The essence of fiduciary duties run counter to the arms-length relationships navigated by contracting parties, and so on this occasion, the relinquishing of trustee duties by a regulated bank proved a reversal of fortune for an innocent employee.
While operating his construction company, the sole owner established a Profit Sharing 401(k) Plan for the benefit of his numerous employees. Almost six years later, the company filed for bankruptcy under Ch. 7 of the Bankruptcy Code, after which one of its employees requested payment for the money he had invested during the life of the plan.
With an estimated $14,000 owed, the employer agreed to settle the matter with a payment of $21,000 to cover court fees incurred while pursuing the debt on grounds of a fiduciary breach. Unfortunately, the employer paid only $18,500, after which he escaped jurisdiction and was never seen again. This left the employee with no option other than to claim the remaining $3,000 from the now appellant bank, who in accordance with the terms of the plan, was an acting trustee under the Employee Retirement Income Security Act of 1974 (ERISA).

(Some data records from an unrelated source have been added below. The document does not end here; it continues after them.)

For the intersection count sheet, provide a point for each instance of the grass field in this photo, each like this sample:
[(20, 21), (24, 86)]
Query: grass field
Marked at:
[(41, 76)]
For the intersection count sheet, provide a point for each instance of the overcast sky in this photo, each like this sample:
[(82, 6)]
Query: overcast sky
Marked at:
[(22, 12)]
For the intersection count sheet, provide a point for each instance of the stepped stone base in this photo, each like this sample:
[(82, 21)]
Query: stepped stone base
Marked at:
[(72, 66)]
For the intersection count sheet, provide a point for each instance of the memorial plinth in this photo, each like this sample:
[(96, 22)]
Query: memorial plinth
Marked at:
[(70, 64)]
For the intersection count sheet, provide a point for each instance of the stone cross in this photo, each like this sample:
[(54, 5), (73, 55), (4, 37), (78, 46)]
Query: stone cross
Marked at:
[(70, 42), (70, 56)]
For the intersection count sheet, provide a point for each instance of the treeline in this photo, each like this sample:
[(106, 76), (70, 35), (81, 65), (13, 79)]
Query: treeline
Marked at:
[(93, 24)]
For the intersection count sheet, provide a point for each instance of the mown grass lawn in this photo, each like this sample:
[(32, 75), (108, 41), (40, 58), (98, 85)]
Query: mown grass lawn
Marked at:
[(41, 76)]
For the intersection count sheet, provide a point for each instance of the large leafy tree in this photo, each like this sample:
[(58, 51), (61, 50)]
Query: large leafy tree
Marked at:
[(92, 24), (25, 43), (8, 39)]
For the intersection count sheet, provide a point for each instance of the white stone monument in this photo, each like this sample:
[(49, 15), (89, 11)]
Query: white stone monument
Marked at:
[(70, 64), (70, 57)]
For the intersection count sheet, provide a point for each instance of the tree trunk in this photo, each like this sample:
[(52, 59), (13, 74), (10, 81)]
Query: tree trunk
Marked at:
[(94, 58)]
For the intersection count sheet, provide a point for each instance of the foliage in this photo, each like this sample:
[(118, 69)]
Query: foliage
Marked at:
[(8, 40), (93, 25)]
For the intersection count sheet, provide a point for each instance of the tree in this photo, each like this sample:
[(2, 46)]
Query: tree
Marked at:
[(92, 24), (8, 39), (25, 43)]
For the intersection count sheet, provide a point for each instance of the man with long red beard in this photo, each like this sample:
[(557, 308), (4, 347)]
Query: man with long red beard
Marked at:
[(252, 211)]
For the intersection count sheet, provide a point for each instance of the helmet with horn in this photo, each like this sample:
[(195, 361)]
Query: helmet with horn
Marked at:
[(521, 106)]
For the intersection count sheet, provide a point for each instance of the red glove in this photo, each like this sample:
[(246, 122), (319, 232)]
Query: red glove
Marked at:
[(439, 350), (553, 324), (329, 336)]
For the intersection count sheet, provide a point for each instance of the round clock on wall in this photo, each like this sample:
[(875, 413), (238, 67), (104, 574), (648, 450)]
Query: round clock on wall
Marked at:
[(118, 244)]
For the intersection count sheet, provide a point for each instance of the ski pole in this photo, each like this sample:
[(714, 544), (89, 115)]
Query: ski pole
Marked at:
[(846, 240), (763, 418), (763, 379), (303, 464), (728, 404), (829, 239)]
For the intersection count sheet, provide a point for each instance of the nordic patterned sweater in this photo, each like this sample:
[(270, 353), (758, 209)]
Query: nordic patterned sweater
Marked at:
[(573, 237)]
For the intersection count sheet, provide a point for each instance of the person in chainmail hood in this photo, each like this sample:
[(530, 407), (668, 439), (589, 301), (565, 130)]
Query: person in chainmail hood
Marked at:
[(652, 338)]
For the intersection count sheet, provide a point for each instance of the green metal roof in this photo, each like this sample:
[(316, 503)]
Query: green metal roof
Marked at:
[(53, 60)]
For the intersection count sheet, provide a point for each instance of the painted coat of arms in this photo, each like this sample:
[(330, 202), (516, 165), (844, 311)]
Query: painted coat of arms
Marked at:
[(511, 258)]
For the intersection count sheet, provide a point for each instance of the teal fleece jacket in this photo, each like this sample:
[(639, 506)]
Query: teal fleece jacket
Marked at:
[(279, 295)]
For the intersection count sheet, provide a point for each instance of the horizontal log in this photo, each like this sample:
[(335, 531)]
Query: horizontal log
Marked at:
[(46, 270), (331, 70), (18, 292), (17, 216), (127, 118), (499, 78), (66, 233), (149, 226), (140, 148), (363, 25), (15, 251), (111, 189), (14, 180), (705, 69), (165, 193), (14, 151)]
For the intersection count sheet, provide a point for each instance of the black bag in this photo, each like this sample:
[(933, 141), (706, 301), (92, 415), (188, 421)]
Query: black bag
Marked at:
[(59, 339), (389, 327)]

At the point of litigation, it became clear that while serving as a trustee, the bank was under duty to inform where possible, all plan beneficiaries of its decision to rescind its appointment, as expressed under art. 15.6 of the plan, which allowed the bank to resign by written notice, after which any outstanding funds would be transferred to a successor trustee; however should one not be available, the administrator of the plan would automatically occupy that position.
Unbeknown to the employee, the bank had been struggling to communicate with the employer for a number of months, and after resigning as trustees with the knowledge that the trustee-administrator relationship had broken down, and that the company was now also in financial trouble, the bank had handed $53,000 of plan funds to the employer without notifying the beneficiaries of their decision. It was at this point that the employer converted the assets for his own personal use, sometime before part-settling with the employee and disappearing.
When heard in the district court, the judge awarded in favour of the claimant employee, whereupon the bank appealed to the court of appeals, who investigated further, the nature of the plan and associated case precedents. Here it was agreed that under § 106 of the Restatement (Second) of Trusts, a trustee was able to resign in accordance with a trust with express permission of the beneficiaries or consent of the court, yet at no point had the bank alerted the employee(s) of either the decision to resign, or the uncertain future of the employer.
It was also noted that under s. 11.4 of the plan, that the bank could be could liable:
“[T]o the extent it is judicially determined that the Trustee/Custodian has failed to exercise the care, skill, prudence and diligence under the circumstances then prevailing that a prudent person acting in a like capacity and familiar with such matters would use in the conduct of an enterprise of a like character with like aims.”
While the bank argued that under such circumstances, legal remedy would be sustainable only as a class action involving all the beneficiaries, the court held that in Varity Corp. v. Howe, individual remedy was viable under ERISA § 502(a)(3), which provides that equitable relief is granted to individuals in order to “redress any act or practice which violates any provision of this title”. The court also noted that § 173 of the Restatement (Second) of Trusts provides that:
“[The Trustee] is under a duty to communicate to the beneficiary material facts affecting the interest of the beneficiary which he knows the beneficiary does not know and which the beneficiary needs to know for his protection in dealing with a third person.”
It was for these salient reasons that the appeal court supported the district court ruling and awarded in favour of the employee for the remaining balance of the plan monies, while adding that had the bank been in a position to hand over money of its own to the employer, things may have taken quite a different turn, especially when considering the vulnerability of the beneficiaries.